This is helpful Rocco. It makes sense. I was thinking along these lines till @sijo 's response. But good to know there are multiple ways to approach the problem.
Thanks again.

Thanks for the help with this. Yeah, I did not even think about the whole multiline issue. That helped a lot.

Yeah I don’t think the nested parentheses in a pattern of the form ((...)) do anything except changing the indices of the matching groups. Take for example

r"^(?<val>[[:graph:]]+)(([[:blank:]]+[[:punct:]|=]+[[:blank:]])+)(?<lbl>.+)$"

The inner parentheses in (([[:blank:]]+[[:punct:]|=]+[[:blank:]])+) are important to define what the last + should do, but the outer parentheses can be removed.

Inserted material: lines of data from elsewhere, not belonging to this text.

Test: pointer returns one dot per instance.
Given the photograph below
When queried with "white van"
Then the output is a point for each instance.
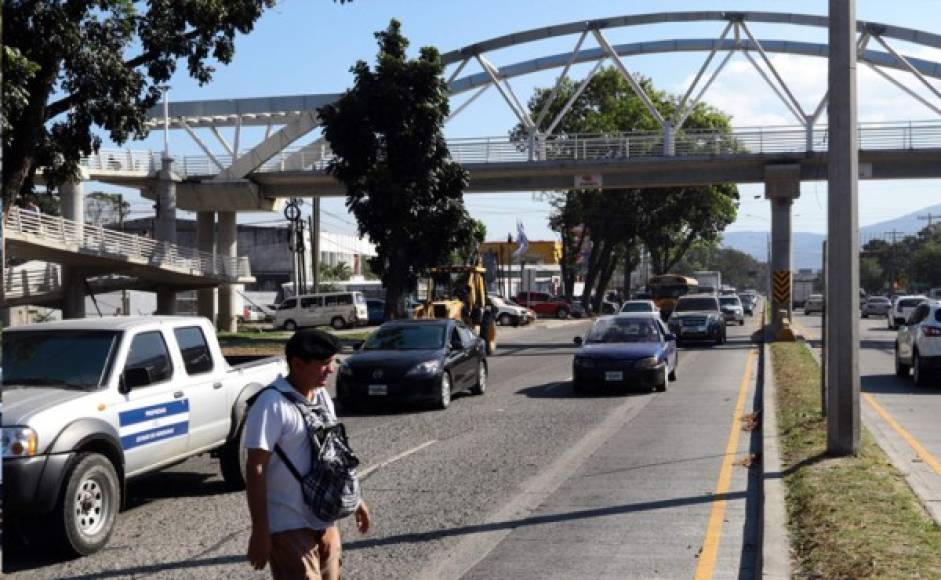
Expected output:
(338, 309)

Inside square brackets, the operator characters lose their meaning, they become literal characters that define a character class, and if the class starts with ^ the match is inverted. So [^|\n] will match a single character that is not | and not \n.

In [\n|^]? the ^ doesn’t come first so it doesn’t mean to invert the match: [\n|^] is a class that matches either \n, | or ^. The ? afterwards means that this part of the regexp is optional, and indeed the regexp matches the string in such a way that [\n|^] doesn’t match i.e. doesn’t consume any character.